We developed our novel bulk RNA-seq deconvolution algorithm, named ProM, by combining two classical deconvolution strategies, i.e., marker-based and profile-based. Leveraging the complementary nature of the two strategies together with a few other technical improvements, ProM showed attractive advantages over multiple existing deconvolution methods by being more accurate and faster. However, there is no “one-size-fits-all” approach in the field of computational deconvolution. Different methods have been found to excel in different scenarios.31 We hope to continue to assess the utility of ProM in other applications in future studies.

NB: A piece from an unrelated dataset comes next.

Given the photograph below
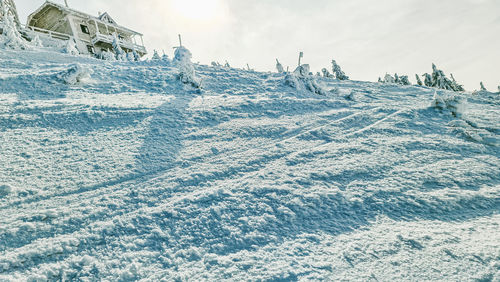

Applying ProM and our scRNA-seq cohort to three CPI-treated cohorts, we systematically identified and validated cell subpopulations associated with response and resistance. Our analysis uncovered a clinical dichotomy in MM subpopulations in UC. While the CPI response associated MM_C1QC subpopulation was enriched in antigen-presentation pathway genes, the CPI resistant associated MM_SPP1 and NK/ILC_IL23R subpopulations were enriched in hypoxia pathway. Tumor hypoxia has been associated with resistance to immunotherapy in multiple cancer types.32,33,34,35 In addition, the relative abundance of MM_SPP1 and NK/ILC_IL23R were significantly correlated among patients.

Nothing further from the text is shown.